A Comparison Worth Noting
The hotel chain Marriott suffered a major breach that was disclosed in 2019. Hackers had access to guest data for four years and stole information about 383 million people, including unencrypted passport numbers from 5.25 million guests. Passport numbers combined with travel history were valuable to foreign intelligence agencies. Authorities eventually blamed Chinese government hackers for the attack.
The comparison matters because it shows how the type of organization that gets breached determines which types of data are at risk. A hotel chain has travel records and passport numbers. A data broker has the raw ingredients of your identity — your name, birthdate, address, and Social Security number all tied together. A criminal does not need to target you directly. They can buy your whole profile from stolen data brokers' files.
We have seen something similar before. In 2016, Yahoo disclosed that three billion user accounts had been breached. Experts debated at the time whether the exposed passwords were truly dangerous. It turned out they were: for years afterward, criminals used those stolen passwords to break into other accounts where people had reused the same password. With the National Public Data breach, the risk may be even longer-lasting. Social Security numbers never change. Addresses change slowly. Birthdays never change. Criminals can use this information for schemes years from now.
What You Can Do Right Now
If you are worried about your own information, there are concrete steps worth taking.

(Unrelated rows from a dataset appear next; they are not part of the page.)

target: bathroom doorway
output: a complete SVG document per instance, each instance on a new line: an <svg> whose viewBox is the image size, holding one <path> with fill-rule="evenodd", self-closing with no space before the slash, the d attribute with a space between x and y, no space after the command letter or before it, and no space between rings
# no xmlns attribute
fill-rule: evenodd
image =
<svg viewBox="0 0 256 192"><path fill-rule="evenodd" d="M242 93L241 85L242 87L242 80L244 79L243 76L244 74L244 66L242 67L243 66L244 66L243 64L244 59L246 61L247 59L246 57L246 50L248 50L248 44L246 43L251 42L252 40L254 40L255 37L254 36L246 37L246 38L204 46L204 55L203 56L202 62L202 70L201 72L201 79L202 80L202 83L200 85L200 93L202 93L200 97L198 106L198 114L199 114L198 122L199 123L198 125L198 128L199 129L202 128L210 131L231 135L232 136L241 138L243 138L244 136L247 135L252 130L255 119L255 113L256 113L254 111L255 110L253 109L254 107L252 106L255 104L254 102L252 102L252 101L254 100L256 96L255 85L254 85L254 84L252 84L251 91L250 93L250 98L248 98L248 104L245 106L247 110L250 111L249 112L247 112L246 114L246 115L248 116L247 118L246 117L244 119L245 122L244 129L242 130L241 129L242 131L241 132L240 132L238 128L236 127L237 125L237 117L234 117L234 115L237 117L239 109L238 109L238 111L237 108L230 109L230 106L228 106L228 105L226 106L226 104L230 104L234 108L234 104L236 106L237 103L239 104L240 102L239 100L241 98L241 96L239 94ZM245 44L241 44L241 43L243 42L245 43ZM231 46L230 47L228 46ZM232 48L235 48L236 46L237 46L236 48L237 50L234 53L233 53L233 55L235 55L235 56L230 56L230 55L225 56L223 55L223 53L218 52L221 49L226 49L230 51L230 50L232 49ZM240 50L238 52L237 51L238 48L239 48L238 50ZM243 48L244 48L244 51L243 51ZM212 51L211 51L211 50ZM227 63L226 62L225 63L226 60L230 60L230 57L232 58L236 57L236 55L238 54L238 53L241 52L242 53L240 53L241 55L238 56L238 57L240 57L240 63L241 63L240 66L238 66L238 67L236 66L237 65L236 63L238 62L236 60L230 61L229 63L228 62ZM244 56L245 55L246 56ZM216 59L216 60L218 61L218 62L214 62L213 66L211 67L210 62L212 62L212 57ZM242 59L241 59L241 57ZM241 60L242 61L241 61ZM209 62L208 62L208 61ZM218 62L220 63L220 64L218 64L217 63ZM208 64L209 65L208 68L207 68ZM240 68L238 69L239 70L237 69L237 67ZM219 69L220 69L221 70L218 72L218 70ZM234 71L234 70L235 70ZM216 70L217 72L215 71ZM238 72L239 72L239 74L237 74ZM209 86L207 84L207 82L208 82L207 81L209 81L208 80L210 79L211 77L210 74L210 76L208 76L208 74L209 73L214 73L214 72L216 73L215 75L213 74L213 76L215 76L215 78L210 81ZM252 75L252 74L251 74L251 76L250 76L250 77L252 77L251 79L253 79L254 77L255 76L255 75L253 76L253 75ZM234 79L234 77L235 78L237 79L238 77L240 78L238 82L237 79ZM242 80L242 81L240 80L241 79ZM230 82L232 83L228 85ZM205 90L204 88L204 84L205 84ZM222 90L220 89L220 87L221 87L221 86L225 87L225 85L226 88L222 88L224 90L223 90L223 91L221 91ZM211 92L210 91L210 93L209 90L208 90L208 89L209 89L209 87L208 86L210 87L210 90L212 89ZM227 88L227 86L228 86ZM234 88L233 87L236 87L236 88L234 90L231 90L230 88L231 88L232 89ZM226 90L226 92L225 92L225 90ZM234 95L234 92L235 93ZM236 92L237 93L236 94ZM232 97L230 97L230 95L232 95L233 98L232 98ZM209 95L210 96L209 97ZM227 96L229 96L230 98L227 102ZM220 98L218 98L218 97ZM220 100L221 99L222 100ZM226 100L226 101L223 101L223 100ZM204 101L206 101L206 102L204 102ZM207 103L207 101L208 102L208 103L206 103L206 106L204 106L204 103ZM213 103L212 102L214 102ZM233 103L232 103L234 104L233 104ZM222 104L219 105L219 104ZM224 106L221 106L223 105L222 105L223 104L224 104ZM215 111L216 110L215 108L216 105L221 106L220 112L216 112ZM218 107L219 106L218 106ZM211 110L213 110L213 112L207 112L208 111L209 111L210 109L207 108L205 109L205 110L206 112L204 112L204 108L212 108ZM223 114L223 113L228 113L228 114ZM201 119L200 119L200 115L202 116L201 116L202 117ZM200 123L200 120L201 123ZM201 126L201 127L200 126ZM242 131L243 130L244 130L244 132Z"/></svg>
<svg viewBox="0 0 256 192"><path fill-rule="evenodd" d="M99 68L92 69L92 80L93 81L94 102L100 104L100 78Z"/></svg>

First, place a credit freeze with the three major credit bureaus — Equifax, Experian, and TransUnion. This costs nothing and prevents most types of fraud because lenders cannot extend new credit without unfreezing your account. You can lift the freeze temporarily when you actually need to apply for a loan or credit card. This is one of the most effective tools available.
Second, watch your accounts. Legitimate companies have identity protection services that can alert you if your personal information appears in known breach data or on the dark web. Many banks and employers offer these services for free.

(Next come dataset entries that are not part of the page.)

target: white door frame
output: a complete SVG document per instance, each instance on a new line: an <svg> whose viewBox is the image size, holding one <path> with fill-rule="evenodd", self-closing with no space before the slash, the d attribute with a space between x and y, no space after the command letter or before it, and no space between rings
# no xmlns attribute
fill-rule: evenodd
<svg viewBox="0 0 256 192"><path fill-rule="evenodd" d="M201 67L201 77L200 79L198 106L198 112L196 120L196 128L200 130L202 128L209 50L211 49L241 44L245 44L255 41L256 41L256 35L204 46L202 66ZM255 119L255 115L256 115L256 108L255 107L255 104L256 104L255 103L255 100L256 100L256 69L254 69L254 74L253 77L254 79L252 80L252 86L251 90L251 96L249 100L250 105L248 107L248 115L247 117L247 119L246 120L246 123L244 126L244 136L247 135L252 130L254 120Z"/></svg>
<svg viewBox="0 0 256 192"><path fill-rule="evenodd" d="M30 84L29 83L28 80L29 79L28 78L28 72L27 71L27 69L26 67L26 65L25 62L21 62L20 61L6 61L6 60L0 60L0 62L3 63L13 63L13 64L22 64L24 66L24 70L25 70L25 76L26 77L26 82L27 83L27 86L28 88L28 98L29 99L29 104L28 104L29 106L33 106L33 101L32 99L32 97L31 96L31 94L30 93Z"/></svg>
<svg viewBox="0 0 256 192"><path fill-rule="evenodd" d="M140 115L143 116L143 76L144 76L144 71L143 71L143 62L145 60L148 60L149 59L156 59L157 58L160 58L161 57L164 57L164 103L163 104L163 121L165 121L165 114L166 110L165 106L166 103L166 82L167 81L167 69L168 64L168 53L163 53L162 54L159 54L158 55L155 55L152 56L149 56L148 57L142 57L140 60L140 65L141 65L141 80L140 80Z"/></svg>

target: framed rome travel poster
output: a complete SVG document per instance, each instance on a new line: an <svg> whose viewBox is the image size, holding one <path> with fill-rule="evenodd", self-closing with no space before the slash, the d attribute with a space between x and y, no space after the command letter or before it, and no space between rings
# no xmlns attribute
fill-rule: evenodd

Third, be cautious about emails, phone calls, and text messages from people claiming to be from your bank or government. Criminals now have real details about you — your real name, address, and birthday. They will use those details to sound legitimate.
The Bigger Question
The real structural problem is that data brokers operate in a legal gray zone. They gather information from public records and licensed data sources, which makes it hard for individuals to opt out completely. Some states, like California, have passed stronger laws that give people the right to delete their information. But many states have weaker protections, and a data broker can still collect and sell information about you if you live somewhere with fewer rules.
The broader context here is that each major breach tends to push lawmakers to pay attention. Whether that attention leads to real change or just a few hearings that fade away is still an open question.
What Comes Next
The information stolen from National Public Data will be out there for a long time. Criminals can use it immediately to commit fraud. But they can also hold it and use it years from now for more sophisticated attacks — building fake identities, breaking into accounts, or making phone calls that sound credible because they know your real information.
If you are responsible for security at a company, now is the time to think through how your organization would handle an identity-fraud attack using this stolen data. Do you have the tools in place to spot it. Can you protect your employees and customers if their personal information is weaponized.
Looking back over decades of data breaches, the direction of change has been toward better tools, better laws, and better security practices. That is not wishful thinking — it is what the history shows. But the gap between when a breach happens and when people actually do something about it is where the real damage occurs. Shrinking that gap is what matters most right now.